If we really want to get to a point where we can really literally have everyone's story told and widest possible breadth of stories, we're going to have to find a way as an industry to promote stories and allow people to live off the stories they're telling if they are stories we think we have to have in the world. That gets very complicated, and I'm not an economist, so I can't give you a solution. But I definitely see that as something we're going to have to figure out to get the maximum number of stories — especially if a lot of LGBTQ comics are going through self-publishing, like web comics, as opposed to a traditional publishing medium with advances, etc.

Anything you want to add that's central to you as an artist or Heartless as your creative work?

For me, at the end of the day, even though Heartless is a story that deals with some issues that caused me pain, it addresses problems in world. I first and foremost want it to be really fun; I want it to be just as exciting to pick up and read as going to a superhero movie or picking up your favorite schlocky novel (I love schlock).

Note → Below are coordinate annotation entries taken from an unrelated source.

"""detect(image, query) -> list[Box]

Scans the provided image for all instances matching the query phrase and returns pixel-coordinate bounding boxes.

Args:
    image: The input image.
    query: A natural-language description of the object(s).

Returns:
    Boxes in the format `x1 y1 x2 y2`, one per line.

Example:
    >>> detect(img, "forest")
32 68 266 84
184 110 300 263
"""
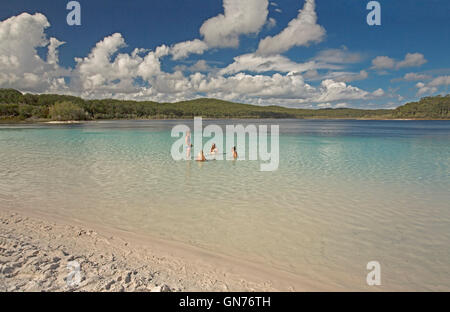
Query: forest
0 89 450 122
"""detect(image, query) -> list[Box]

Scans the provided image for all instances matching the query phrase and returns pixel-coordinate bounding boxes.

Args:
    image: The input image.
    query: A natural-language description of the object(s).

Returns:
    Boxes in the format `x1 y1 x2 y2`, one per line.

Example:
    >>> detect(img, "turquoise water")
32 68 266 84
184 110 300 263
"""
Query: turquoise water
0 120 450 290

I certainly don't think that's the the only way to write LGBT comics; I think every story should be told a bajillion different ways because people have a bajillion different tastes. Being who we are and just playing with characters who are like us but in really fun ways and are just exciting and enjoyable to read is something that I hope I'm doing and that I just love to see out there in the world.

If you could say anything to the young girls out there struggling with their identity or how to make a space in the world, what would you say?

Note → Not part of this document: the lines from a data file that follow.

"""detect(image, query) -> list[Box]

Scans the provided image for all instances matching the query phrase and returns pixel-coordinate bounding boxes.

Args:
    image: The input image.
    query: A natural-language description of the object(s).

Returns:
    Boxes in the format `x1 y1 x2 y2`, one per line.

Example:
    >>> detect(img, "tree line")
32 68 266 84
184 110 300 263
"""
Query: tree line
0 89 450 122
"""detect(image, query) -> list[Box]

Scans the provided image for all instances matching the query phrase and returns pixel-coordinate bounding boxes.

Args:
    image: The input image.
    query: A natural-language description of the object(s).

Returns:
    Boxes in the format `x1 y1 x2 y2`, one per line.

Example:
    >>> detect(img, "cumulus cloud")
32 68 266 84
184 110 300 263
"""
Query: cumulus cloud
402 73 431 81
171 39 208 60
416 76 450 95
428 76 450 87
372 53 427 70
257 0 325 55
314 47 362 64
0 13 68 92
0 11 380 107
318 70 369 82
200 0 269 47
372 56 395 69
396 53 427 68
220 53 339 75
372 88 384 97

There's already a big campaign called It Gets Better, but it really does. I know there are people who really enjoyed their teenage years, but for me it was a time that was pretty difficult, where I was still trying to figure out exactly who I am and what I was going to do with rest of life. And even though things didn't turn out exactly how I thought they were going to turn out, I really quite happy with where I am in life. I feel like if my young me looked at older me, she'd think she was really cool, and I'm really proud to be there. She might be a little confused about a few directions, but she'd still think she's pretty cool.

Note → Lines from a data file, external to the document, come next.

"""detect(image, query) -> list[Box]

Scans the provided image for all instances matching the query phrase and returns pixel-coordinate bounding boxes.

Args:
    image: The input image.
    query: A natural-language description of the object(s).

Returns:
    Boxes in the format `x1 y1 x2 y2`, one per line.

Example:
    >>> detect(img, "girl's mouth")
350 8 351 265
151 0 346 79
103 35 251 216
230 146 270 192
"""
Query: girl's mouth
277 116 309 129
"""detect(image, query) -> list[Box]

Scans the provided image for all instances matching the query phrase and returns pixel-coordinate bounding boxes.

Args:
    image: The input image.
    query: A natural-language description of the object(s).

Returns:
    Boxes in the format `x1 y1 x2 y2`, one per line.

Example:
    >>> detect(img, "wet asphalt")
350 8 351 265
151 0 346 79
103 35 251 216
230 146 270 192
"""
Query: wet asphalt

So if you're young and you're confused and the world seems like it's really big and like you're going to become someone when you've never had a blueprint for exactly how you're supposed to follow along or what your life is supposed to look like tomorrow or when you get older (with regards to orientation and with regards to whatever else is in life), I promise you will figure something out. You can find your own path; you can piece together yourself. And then when you get to the end, you can write a really cool stories about vampires that will help other people find the same path as they need to.